González also played a few from 2015’s Vestiges & Claws (QRO review), as well as “Line of Fire” from his band Junip’s self-titled record (QRO review), and even asked the crowd whether they wanted a cover of Nick Drake, Al Green, or Paul McCartney, then remarking on the applauses, “I feel that’s pretty clear for Nick Drake”, proceeding to do Drake’s “Cello Song”. Yet also included in his set were stripped down covers of more recent, electronic artists like fellow Swedes The Knife (“Heartbeats”) and Bristol’s Massive Attack (“Teardrop”).
“When we made this record two years ago, the plan was to go on a giant tour with a ten-piece band,” Rufus Wainwright remarked at one point, then noting that plans change (also that he was supposed to win a Grammy, but lost Best Traditional Pop Album to James Taylor…). After touring solo earlier this year (QRO live review), Wainwright brought ‘just’ three musicians as his band with him on this tour. But he still brought his big voice, and made it the big show that last year’s Unfollow the Rules (QRO review) deserves.

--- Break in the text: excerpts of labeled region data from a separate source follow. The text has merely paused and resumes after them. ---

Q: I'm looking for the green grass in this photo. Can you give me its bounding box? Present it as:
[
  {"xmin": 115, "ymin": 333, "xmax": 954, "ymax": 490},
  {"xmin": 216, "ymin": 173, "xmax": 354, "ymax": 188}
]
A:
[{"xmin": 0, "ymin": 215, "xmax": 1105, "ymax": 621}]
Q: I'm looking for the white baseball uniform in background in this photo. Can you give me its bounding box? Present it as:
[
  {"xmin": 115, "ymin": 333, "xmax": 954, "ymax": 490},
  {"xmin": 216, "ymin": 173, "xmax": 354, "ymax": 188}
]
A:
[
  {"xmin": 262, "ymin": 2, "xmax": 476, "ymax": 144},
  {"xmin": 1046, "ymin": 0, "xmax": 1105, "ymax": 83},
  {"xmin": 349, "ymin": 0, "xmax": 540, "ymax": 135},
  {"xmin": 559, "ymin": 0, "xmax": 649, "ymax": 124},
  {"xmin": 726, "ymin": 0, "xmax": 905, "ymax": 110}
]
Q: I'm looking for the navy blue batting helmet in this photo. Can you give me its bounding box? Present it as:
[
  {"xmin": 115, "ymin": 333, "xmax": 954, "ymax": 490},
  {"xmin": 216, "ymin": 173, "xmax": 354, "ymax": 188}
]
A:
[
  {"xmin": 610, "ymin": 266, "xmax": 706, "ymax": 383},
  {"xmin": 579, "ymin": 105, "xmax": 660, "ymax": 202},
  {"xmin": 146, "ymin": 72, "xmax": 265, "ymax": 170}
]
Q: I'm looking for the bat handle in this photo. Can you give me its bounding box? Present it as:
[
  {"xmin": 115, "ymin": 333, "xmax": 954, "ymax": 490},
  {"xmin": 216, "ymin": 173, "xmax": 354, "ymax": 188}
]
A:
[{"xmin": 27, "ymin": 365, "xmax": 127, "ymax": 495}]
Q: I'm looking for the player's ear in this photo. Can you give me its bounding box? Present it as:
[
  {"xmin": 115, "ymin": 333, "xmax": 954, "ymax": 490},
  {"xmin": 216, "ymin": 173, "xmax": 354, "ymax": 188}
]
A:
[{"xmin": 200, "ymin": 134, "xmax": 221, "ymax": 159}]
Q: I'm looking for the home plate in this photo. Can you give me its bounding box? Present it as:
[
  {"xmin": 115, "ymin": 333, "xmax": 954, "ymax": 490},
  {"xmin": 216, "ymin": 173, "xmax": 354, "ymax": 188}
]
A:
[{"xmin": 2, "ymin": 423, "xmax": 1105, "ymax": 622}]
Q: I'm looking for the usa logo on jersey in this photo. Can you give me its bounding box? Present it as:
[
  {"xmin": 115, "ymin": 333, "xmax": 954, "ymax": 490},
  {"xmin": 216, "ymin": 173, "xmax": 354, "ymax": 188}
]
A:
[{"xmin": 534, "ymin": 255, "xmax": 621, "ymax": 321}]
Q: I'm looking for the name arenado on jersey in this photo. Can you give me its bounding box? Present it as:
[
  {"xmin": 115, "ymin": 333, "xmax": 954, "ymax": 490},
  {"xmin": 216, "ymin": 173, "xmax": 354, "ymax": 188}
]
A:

This was very much an Unfollow show, playing the entire record, in order, with just a few other songs thrown in the middle & at the end. Whether albums or operas, Wainwright does nothing half-assed, and he put as much as he could into bringing Unfollow to the Pier 17 stage, including new outfits. There was the dramatic opening of “Trouble In Paradise” and “Damsel In Distress”, but also the ironic “You Ain’t Big”, which Wainwright noted that he wrote about the music industry’s push for an artist to be “big” in places like Alabama and Kansas (but not Lawrence, Kansas…), adding that it’s now also where COVID is big. Last year, “Only the People That Love” was dedicated to everyone, “except one person,” but now to “about 75% of the population…”
But it wasn’t all Rules. He mentioned a song that has always brought him joy, 2001 single “Poses” – “sorry, it’s not ‘Hallelujah’…” Even among the many covers of Leonard Cohen’s acclaimed “Hallelujah”, Wainwright’s has stood out, and he has a personal connection, as the mother of his child Viva is the late Cohen’s own daughter Lorca. Indeed, later on he remarked, “Don’t worry, you’re gonna get your Cohen fix…” before Cohen’s “So Long, Marianne”. That was the second cover he did after inviting González on stage to join him, the first being Neil Young’s “Harvest”, which is on Wainwright’s sold-only-on-tour collection of covers of fellow Canadians, Northern Stars. For “Marianne”, first Wainwright stopped to retune his guitar, then forgot the words, “There are just so many lyrics,” with González helping him out.
Wainwright also played a brand-new song, “Argentina”, because this night was the first time in a while he’d seen his husband Jörn Weisbrodt (and their dog Siegfried), the piece covering Wainwright being away from his husband while on tour in South America, before adding in it, “I lied / I’ve never been there.” Every record, Wainwright writes a song for his husband, like Unfollow’s “Peaceful Afternoon”.
Before playing “Argentina”, Wainwright mentioned that there was a curfew (always an issue with outdoor venues) but he was still going to fit it in – indeed, he & his band started fifteen minutes early (they were able to have their gear, like Wainwright’s piano, up on stage before the evening began). There was his self-declared moment for “commerce,” promoting the t-shirts on sale that he had designed, including “artisanal” eco-friendly ones made out of old tour t-shirts.
Lower Manhattan certainly knows commerce, and this was not a night for the kids and their bargain basement parties. Instead, the grown-ups got a chance to go out and enjoy themselves with two grown-up artists at a grown-up place.